McCain's backtrack after Saddleback.

National Review Online. The Wall Street Journal op-ed page. Bill Bennett’s Morning in America. The Laura Ingraham Show. The Rush Limbaugh Show. The Sean Hannity Show. The Mark Levin Show. The Right side of the web. Every Right way you went, it was like it was 1991 all over again. There was testimony. There was passion and debate. There were clear enemies. But that was yesterday.

Democratic presidential nominee Barack Obama had galvanized the Right on Saturday night when he lived up to at least half of his bestseller’s name: He had the audacity to question Supreme Court Justice Clarence Thomas’s credentials during Saddleback megachurch pastor Rick Warren’s candidate forum. There was nowhere in the conservative world you could go Monday without hearing about Clarence Thomas. His resume. His jurisprudence. The depth and shape of his character.

And John McCain could well undo all of that political momentum the Republican presidential nominee gained from Obama’s missteps this weekend.

Since the general-election campaign began, few things have so rallied conservatives as Obama’s ridiculously uninformed and un-self-aware attack on Clarence Thomas. It happened at a time when conservatives were increasingly concerned about Sen. McCain’s commitment to leading a pro-life administration, as he announced to reporter Steve Hayes that being pro-choice is not a deal breaker for potential running mates.

On Saturday, as Obama was riling up conservatives with his attacks on Thomas, McCain reassured them about his administration’s commitment to life. McCain’s avowed recognition that life begins at conception and his forthright commitment to a pro-life presidency stood in stark contrast to Obama’s weak and insulting answers about when life begins, and his spin-room lies about his own record (which includes a vote for infanticide) and attacks on fact-finding and truth-telling pro-lifers.

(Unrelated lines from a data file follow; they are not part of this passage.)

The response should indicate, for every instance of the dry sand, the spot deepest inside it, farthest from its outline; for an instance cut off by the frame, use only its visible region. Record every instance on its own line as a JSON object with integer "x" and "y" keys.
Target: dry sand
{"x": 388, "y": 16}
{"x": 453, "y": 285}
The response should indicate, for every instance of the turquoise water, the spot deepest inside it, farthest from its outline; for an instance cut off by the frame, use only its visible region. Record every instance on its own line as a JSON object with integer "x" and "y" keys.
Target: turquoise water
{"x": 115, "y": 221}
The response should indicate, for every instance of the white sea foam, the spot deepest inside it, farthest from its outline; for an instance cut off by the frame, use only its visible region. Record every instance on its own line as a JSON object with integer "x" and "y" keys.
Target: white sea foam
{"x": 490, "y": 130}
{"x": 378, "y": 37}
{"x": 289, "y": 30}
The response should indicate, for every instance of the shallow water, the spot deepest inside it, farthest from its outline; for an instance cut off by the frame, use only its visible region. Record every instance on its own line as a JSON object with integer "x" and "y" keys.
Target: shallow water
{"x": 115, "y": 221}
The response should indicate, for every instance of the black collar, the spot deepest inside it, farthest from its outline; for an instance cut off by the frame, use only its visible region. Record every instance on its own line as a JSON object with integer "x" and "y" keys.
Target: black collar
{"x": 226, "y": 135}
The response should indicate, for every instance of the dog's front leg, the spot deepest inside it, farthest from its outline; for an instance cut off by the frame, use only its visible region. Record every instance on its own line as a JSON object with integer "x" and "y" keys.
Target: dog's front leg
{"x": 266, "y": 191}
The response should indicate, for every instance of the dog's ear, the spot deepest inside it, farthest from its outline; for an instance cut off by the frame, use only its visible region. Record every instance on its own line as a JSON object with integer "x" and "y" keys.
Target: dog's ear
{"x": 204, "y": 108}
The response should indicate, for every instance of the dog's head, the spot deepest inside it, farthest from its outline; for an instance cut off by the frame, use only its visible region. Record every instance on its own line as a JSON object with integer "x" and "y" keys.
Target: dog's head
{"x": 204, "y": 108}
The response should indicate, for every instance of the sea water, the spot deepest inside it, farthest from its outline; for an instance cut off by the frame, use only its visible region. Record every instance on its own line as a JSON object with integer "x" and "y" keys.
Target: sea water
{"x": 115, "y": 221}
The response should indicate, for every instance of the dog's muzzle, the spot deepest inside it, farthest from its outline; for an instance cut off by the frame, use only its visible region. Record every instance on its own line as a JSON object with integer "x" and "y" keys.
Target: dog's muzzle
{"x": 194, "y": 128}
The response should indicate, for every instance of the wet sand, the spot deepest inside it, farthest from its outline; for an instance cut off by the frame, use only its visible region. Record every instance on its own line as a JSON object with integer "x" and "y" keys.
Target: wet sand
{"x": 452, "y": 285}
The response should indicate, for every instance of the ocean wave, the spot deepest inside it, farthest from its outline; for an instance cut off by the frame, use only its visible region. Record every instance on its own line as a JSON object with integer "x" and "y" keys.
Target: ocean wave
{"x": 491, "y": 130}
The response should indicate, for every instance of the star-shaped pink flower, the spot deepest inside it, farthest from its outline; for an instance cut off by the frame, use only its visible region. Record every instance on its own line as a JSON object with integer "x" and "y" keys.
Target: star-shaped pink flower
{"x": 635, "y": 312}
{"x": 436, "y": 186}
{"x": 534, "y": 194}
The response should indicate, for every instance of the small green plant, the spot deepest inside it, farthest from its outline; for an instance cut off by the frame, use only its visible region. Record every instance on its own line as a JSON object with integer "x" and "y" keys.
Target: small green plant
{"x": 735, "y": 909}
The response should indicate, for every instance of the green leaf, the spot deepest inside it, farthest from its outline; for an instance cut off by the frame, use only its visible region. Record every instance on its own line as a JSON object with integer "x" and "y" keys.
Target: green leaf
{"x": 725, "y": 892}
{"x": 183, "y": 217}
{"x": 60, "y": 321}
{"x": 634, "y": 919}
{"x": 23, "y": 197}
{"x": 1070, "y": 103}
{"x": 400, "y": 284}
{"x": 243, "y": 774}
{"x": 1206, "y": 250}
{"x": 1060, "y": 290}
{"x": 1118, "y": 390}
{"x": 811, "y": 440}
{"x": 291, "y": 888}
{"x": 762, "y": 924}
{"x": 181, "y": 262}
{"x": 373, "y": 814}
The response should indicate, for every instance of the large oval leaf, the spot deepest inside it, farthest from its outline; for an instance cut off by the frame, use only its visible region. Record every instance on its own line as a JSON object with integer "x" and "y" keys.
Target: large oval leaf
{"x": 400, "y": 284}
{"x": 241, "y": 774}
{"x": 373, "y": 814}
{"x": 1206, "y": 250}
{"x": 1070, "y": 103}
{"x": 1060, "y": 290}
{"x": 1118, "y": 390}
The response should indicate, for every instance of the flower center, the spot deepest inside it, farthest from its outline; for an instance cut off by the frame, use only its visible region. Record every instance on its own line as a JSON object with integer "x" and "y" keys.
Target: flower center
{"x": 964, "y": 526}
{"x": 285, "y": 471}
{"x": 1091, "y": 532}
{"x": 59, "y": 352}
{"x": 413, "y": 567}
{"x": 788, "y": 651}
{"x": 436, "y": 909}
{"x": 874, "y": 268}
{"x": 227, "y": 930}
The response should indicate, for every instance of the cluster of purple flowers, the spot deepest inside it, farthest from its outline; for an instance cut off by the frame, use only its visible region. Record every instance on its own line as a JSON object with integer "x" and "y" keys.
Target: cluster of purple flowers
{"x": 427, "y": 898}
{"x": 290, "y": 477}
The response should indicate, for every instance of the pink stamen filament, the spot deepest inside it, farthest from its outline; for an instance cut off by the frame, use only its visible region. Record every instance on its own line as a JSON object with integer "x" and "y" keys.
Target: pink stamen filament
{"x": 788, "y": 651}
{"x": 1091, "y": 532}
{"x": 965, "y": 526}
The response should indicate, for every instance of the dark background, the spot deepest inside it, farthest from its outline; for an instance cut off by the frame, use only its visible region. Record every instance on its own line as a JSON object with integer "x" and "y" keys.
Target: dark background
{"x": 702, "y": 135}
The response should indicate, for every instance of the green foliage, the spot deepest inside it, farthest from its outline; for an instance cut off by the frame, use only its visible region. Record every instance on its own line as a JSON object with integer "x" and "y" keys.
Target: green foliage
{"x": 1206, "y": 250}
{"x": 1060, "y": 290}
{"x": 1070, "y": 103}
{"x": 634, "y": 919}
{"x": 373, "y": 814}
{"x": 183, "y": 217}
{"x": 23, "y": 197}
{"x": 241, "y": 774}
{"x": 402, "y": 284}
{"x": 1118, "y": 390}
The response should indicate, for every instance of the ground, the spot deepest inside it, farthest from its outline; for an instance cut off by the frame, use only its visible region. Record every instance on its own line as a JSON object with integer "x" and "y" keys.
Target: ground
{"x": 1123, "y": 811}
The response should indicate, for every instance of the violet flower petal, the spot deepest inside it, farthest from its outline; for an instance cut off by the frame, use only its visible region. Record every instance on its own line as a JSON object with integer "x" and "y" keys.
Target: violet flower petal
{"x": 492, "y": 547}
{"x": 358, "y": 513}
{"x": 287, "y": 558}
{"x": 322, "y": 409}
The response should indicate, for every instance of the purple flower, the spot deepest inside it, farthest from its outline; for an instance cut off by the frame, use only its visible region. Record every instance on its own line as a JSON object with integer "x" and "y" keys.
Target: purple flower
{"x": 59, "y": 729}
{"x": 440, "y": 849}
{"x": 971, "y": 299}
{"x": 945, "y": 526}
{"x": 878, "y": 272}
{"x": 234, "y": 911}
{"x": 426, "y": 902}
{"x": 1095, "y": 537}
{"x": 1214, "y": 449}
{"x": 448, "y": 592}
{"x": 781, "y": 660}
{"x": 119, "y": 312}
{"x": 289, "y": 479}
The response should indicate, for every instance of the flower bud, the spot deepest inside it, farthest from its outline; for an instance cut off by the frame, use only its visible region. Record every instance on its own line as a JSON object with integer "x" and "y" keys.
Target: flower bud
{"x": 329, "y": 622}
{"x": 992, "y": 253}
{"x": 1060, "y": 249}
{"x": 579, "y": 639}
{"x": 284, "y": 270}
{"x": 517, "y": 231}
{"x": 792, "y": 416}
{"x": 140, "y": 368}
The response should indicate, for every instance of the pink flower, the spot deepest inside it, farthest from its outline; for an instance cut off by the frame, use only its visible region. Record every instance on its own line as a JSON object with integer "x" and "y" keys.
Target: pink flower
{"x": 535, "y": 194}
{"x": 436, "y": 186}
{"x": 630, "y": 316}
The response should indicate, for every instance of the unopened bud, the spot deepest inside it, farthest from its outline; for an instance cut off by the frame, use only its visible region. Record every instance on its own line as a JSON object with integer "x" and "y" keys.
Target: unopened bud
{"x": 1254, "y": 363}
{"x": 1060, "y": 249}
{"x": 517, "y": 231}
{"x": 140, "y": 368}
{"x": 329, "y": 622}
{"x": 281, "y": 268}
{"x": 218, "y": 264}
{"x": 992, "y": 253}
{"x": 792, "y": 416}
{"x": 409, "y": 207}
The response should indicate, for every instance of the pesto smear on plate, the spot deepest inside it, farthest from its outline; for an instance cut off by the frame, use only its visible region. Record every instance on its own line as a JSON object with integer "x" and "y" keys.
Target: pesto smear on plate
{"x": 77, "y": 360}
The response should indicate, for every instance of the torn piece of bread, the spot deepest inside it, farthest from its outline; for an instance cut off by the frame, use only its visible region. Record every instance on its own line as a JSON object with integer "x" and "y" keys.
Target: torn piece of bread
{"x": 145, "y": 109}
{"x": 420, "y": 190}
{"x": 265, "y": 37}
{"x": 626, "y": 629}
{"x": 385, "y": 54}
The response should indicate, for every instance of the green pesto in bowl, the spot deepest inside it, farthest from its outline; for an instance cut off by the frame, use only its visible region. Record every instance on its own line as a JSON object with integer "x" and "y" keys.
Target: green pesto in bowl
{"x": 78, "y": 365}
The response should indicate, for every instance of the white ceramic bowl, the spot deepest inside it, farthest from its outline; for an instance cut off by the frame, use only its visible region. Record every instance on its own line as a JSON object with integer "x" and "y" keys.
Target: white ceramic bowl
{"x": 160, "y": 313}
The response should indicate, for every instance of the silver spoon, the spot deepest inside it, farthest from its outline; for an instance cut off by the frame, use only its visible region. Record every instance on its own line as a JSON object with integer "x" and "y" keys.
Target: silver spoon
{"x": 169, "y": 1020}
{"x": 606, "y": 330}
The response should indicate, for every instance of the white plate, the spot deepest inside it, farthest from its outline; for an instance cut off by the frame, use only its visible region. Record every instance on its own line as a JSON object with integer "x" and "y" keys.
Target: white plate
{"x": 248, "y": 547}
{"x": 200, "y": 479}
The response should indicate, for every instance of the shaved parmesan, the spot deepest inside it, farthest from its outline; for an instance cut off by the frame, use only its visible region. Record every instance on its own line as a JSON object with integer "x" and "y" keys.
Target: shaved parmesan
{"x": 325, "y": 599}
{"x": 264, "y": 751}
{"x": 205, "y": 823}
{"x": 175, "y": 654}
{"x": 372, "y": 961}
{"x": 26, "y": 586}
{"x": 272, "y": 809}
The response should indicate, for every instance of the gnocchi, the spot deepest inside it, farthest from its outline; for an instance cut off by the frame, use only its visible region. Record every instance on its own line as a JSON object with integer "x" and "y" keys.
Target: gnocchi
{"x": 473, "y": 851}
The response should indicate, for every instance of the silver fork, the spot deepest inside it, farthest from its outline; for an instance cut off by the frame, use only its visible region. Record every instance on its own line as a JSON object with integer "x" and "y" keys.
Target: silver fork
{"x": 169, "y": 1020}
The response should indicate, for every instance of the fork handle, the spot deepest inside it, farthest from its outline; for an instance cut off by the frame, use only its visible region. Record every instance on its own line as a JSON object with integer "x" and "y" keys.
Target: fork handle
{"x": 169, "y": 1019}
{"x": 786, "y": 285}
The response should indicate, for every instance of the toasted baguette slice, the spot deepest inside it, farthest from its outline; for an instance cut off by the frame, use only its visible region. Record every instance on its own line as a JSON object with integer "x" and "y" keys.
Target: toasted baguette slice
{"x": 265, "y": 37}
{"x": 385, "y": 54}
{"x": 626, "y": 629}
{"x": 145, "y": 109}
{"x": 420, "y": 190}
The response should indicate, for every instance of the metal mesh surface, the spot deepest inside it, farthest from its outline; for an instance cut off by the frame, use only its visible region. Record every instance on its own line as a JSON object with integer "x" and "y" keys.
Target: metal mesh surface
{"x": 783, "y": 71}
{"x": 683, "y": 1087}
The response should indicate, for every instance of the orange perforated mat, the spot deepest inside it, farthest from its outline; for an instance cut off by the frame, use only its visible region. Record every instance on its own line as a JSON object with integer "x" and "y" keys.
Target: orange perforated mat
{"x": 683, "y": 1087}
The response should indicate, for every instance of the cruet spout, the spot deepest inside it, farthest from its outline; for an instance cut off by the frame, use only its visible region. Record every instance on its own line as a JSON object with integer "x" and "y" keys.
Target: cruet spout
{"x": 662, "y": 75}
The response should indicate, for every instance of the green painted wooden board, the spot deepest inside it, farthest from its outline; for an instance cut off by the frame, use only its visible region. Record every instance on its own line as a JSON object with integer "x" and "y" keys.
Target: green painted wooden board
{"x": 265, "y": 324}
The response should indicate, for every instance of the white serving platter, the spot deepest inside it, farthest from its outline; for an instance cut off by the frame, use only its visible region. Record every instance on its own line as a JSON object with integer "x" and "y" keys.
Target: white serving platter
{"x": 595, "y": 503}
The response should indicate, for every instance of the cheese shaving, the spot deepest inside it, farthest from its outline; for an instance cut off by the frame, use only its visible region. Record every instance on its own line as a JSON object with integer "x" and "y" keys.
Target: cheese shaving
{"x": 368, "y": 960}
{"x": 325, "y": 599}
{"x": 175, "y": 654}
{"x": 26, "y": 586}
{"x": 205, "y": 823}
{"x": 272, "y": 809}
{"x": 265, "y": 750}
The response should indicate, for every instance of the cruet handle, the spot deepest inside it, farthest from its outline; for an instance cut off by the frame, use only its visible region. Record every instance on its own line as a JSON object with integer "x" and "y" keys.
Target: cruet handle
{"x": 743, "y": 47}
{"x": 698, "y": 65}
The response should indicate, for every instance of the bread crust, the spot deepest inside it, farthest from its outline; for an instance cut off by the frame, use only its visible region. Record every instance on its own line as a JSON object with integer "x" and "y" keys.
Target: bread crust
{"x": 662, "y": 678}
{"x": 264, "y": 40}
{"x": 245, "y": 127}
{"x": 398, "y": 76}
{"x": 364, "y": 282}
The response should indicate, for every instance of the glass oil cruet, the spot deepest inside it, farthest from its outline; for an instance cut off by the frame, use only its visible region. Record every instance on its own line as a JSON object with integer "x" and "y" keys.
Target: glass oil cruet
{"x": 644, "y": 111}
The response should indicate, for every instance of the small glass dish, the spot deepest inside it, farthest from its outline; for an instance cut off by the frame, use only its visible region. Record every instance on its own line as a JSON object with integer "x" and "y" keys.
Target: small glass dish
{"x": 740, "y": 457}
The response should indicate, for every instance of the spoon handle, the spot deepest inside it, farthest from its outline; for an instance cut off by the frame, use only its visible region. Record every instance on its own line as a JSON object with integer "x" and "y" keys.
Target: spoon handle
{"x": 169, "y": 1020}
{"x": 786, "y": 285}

But on Monday, signals from the McCain campaign — including word of a survey of state Republican chairmen on their receptivity to a vice-presidential nominee who supports abortion rights — indicated that McCain has at least one pro-choicer on his short list for running mate. If that candidate is Joe Lieberman, as is widely believed, that would mean that John McCain is willing to share his ticket with a senator who refused to support a ban on partial-birth abortion.

Joe Lieberman also, by the way, voted against Clarence Thomas when his name was submitted to the Senate for the Court in 1991, after giving indications he would do otherwise.

If John McCain picks Joe Lieberman as his running mate, he would “snatch defeat from the jaws of victory,” as radio talk-show king Rush Limbaugh put it in an e-mail last night.

Joe Lieberman should be commended as a profile in courage on the war in Iraq, standing athwart the defeatist Democratic party at a crucial time in history. But that does not a vice-presidential candidate for the pro-life Republican party make.

Senator McCain may not really care about abortion, Clarence Thomas, or conservatism — none of which would be a shock to many movement conservatives, who’ve long had an uneasy, and at times acrimonious, relationship with the Arizona senator. But if he cares about winning, he won’t pick Joe Lieberman as his running mate.

Kathryn Jean Lopez is editor of National Review Online.